SU1020761A1 - Cycle mechanism link inertia force balancing device - Google Patents

Description

The invention relates to a balance technique and can be applied in general engineering to balance machinery mechanisms.

A device for balancing the inertial forces of links of cyclic mechanisms is known, comprising a base, an electromagnet located on it, the core of which is placed in a coil, and connected to a counterbalancing mechanism by a nonferromagnetic material connected to the core. The core, which is in the coil, is acted upon by an electromagnetic force opposite to the forces of inertia arising in the links of the mechanism, while the coil is made so that the characteristic of the electromagnet corresponds to the law of change of the inertia forces of the {overhanging link of the Mechanism t

The drawback of the device is its limited use, as it allows to balance only inertial forces, the law of change of which is close to harmonic.

The closest in technical essence to the present invention is a device for balancing the inertial forces of the links of the cycle mechanisms, containing a base, an electromagnet disposed on it, the coil of which is made in the form of separate sections with a different number of turns. The number and order of the set of these sections can be changed in accordance with the nature of the balanced nertion forces. The ferromagnetic core is placed in the coil and is connected, with one end, to the output link of the mechanism by means of coupling f2.3.

The disadvantage of the evolving device is that the balancing of the inertial forces of the links in the cyut mechanism is carried out directly due to the efforts arising from the interaction of the core with the electromagnetic field of the sections with the windings. In order to balance large inertial forces, it is necessary to use section windings with a large number of amber turns, which increases the power consumption and narrows the range of control of power patterns of cycle mechanisms.

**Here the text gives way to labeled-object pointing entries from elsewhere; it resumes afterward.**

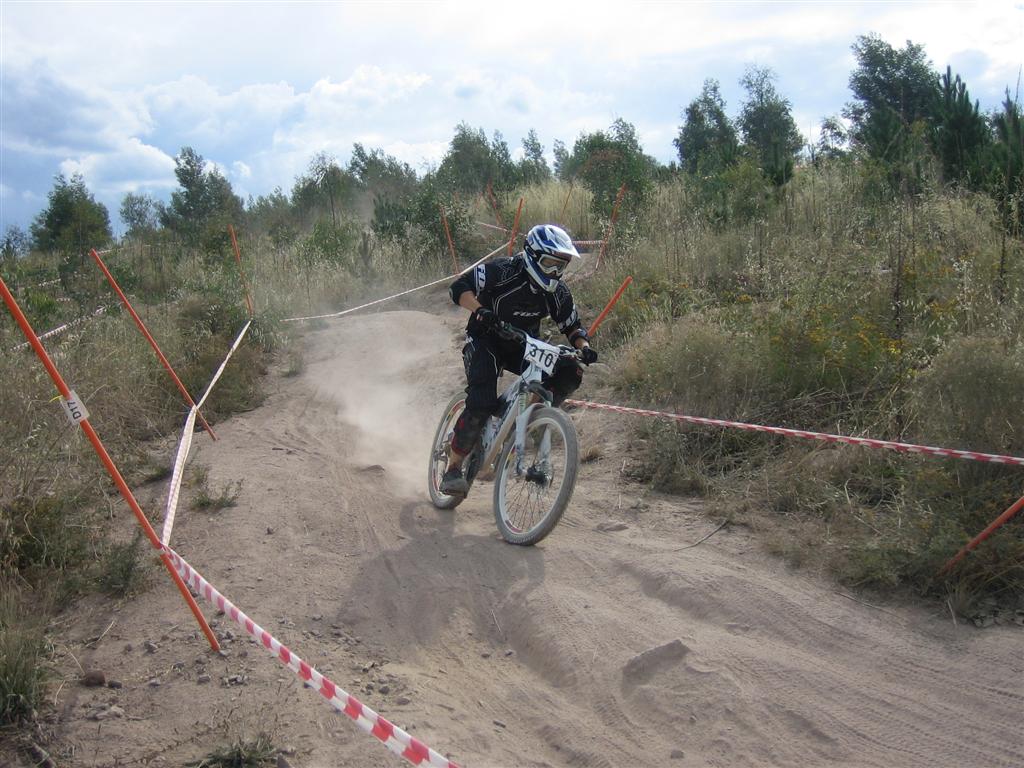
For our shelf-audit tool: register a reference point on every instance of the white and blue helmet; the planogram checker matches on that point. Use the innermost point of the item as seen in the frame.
(548, 251)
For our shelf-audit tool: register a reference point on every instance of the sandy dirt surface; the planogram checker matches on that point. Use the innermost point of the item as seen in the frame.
(609, 644)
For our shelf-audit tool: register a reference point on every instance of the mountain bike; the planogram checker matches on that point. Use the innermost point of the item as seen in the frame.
(529, 449)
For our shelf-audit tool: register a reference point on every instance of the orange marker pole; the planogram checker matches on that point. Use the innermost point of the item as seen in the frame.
(148, 337)
(607, 308)
(108, 462)
(238, 258)
(448, 233)
(494, 205)
(1017, 507)
(515, 227)
(611, 224)
(566, 203)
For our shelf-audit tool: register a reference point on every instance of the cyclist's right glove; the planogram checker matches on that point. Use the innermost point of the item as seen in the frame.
(485, 317)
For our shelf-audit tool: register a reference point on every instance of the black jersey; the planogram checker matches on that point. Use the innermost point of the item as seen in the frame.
(504, 287)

The purpose of the present is to expand the range of regulation of power characteristics. ristic.

The goal is achieved by the fact that in the device for balancing the inertial forces of the links of cyclic mechanisms, there is a base, an electromagnet located on it, the coil of which is made as separate sections, and the ferromagnetic core is placed in the coil and connected at one end to the output link of the mechanism in the form of a torsion of an elastomagnet, fixed with a free end on the base.

The drawing shows a device for balancing the inertial forces of the mechanisms, a general view.

The device contains a base 1, an electromagnet 2 located on it, the coil 3 of which is made as separate sections, the windings of the sections are independently powered by electric current, and the ferromagnetic core 5 is made in the form of a torsion of elastomagnetic material, for example, rubber filled with powdered carbonyl iron. The ferromagnetic core 5 is connected at one end to the output link 6 of the cycle mechanism (not shown) by means of the coupling halves 7 and, 8, and the other, by the free end, is fixed on the base 1.

The device works as follows.

The rotation of the drive shaft 9 of the cyclic mechanism and its disk 10 through the connecting rod 11 and the rocker arm 12 is converted into oscillatory motion of the output link 6. In this case, link 6 generates excessive inertial torques, the nature of which is determined by the law of variation of the angular accelerations of the shaft 9 through the coupling halves 7 and 8 is transmitted to the torsion bar, which, when twisted and on the link b, is transferred the opposing elastic moment balancing the effect of inertial forces on it.

Effective balancing of inertial forces arising in link b at various speeds and laws of its movement is achieved by the appropriate order and number of included sections of coil 3, as well as by the corresponding power supply current. For example, an increase in the elastic moment created by a torsion can be achieved either 310 by applying voltage to the rightmost sections of the winding (this reduces the working length of the thrsion), or by increasing the current in all sections (this increases the linear torque of the torsion). the magnitude of the elastic moment, for which it suffices either to turn off the power of some sections of the coil 3 or to decrease the magnitude of the current of the supply. The value of the initial elastic moment in the torsion is determined by 0761 by means of the corresponding relative displacement of the coupling halves 7 and 8. Independent power supply of the sections of the coils with electric current, allowing. change the number and order of sections, as well as the strength of the current supplying them, provides both hard and soft nonlinear torsion characteristics, which makes it possible for Q to obtain any law of variation of the balancing force and extends the range of regulation of the power characteristics of inertial forces x cyclic mechanisms.

Claims (1)

A device for balancing the inertial forces of the links of cyclic mechanisms, containing a base, an electromagnet located on it, the coil of which is made in separate sections, and the ferromagnetic core is placed in the coil and communicates at one end with the output link of the mechanism, characterized in that, for the purpose of expanding the range of regulation of power characteristics, the ferromagnetic core is made in the form of a torsion from an elastomagnet, fixed with a free end on the base.